Elle est suspendue dans le vide, accrochée à bout de bras à la corniche d’une fenêtre. La pointe de ses pieds a vaguement trouvé, à tâtons, un minuscule point d’ancrage, mais on pressent qu’elle ne tiendra pas longtemps. Juste en dessous, dans la ruelle, des gens fuient en criant. Un garçon traîne un corps inerte. D’autres silhouettes sont enchevêtrées sur le trottoir.
Une femme hurle : « C’est mon mec, aidez-le ! » On entend le bruit métallique de coups de feu qui claquent. Et puis, dans un moment d’accalmie, la fille suspendue à la corniche qui supplie des ombres, en bas, que l’on devine cachées sous une porte cochère : « S’il vous plaît, je suis enceinte… s’il vous plaît, je vais lâcher… » Il est 21 h 40, ce 13 novembre 2015, les terroristes ont ouvert le feu depuis quelques minutes à l’intérieur du Bataclan.

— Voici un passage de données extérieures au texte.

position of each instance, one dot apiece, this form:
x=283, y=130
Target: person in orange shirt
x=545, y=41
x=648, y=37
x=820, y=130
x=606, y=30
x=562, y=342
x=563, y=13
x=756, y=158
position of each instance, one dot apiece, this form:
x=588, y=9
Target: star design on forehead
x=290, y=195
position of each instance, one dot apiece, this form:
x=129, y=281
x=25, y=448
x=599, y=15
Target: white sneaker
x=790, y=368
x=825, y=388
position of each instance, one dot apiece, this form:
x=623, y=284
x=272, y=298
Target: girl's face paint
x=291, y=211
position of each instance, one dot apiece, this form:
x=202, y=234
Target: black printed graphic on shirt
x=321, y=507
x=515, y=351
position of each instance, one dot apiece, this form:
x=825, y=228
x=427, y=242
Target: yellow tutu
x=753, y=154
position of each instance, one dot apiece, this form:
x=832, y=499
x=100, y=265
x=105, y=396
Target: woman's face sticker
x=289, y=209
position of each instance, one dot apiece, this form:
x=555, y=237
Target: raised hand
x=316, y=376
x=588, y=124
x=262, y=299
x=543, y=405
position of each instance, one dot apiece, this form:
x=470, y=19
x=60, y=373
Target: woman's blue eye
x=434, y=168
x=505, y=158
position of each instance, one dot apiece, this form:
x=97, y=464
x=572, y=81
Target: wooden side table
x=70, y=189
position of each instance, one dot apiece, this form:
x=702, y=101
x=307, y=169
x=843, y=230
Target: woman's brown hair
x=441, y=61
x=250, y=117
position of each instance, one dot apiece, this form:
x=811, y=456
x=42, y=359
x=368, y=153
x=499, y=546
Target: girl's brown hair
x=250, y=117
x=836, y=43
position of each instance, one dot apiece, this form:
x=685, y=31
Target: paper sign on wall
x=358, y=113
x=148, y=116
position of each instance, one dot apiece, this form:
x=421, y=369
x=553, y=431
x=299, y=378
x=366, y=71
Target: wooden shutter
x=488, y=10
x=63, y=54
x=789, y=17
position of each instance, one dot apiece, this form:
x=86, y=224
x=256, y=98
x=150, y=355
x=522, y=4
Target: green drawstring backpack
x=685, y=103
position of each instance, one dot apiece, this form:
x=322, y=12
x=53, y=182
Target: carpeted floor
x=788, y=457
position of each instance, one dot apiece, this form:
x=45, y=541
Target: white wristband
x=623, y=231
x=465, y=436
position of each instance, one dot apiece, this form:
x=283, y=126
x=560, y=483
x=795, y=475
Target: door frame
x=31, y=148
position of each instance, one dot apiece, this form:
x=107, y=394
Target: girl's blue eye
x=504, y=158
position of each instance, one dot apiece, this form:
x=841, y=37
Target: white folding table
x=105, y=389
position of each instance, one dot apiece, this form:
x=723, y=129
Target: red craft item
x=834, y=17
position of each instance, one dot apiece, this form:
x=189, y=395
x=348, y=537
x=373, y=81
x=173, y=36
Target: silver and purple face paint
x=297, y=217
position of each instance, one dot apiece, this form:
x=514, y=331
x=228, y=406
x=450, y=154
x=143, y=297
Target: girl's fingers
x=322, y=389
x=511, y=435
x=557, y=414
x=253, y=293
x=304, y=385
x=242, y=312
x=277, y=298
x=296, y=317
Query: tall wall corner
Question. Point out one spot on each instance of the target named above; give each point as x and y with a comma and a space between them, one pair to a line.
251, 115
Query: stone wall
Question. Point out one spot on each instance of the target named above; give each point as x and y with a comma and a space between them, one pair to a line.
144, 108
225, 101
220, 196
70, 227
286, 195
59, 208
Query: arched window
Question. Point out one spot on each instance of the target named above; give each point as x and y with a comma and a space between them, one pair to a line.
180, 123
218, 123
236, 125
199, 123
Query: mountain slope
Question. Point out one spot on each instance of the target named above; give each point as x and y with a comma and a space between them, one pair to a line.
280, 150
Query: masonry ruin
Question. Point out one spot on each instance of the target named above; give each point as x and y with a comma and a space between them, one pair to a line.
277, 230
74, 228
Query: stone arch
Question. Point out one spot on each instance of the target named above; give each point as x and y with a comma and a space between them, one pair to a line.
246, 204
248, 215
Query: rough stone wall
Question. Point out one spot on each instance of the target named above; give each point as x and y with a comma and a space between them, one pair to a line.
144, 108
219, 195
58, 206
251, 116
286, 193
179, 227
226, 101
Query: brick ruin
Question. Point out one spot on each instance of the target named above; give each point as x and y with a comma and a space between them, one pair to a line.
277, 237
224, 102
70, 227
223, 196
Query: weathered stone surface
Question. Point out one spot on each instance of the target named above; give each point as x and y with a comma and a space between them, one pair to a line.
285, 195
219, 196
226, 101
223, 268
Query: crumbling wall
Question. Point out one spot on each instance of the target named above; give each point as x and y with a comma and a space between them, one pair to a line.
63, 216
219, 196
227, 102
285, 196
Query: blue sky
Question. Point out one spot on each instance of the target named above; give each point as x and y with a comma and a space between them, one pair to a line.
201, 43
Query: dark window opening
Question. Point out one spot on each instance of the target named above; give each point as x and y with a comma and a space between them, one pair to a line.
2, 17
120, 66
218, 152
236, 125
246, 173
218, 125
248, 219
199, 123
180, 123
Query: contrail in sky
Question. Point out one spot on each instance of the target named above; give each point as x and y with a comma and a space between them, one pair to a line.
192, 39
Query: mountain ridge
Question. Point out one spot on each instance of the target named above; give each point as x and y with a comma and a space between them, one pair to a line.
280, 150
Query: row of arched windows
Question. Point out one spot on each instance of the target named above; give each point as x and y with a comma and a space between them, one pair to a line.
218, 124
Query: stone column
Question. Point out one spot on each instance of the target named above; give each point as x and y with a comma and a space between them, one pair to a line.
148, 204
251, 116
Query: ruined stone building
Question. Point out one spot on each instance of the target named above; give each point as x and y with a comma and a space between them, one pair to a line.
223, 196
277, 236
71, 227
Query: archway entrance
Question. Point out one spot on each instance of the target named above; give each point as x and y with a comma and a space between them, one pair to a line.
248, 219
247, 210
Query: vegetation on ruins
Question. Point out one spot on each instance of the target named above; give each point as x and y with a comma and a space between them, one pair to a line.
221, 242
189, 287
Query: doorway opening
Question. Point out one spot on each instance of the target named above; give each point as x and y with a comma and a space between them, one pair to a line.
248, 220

Aux petites heures du matin, le lendemain, les images de cette jeune femme suspendue dans le vide, au milieu du chaos de la fusillade, ont fait le tour du monde. Et aussi celles d’un homme, accroché comme elle à une fenêtre du Bataclan, qui a finalement quitté son abri pour la faire remonter à l’intérieur, à bout de bras, et la sauver de la chute. C’est un journaliste du Monde qui les a saisies, un peu à la volée, sans comprendre tout à fait ce qui se produisait alors.
« Sœur d’armes »
Daniel Psenny habite au deuxième étage du 14, passage Amelot, un peu à gauche de l’unique sortie de secours du Bataclan. Dans cette petite rue du 11e arrondissement de Paris, les bagarres de fin de concert sont fréquentes. Alors, aux premiers coups de feu, il a ouvert sa fenêtre sans imaginer que, tout près, des commandos de djihadistes avaient déjà mitraillé des dizaines de personnes assises à des terrasses de café et que le Bataclan, où un groupe de hard rock américain donne un concert, est la dernière étape de leur mortelle virée.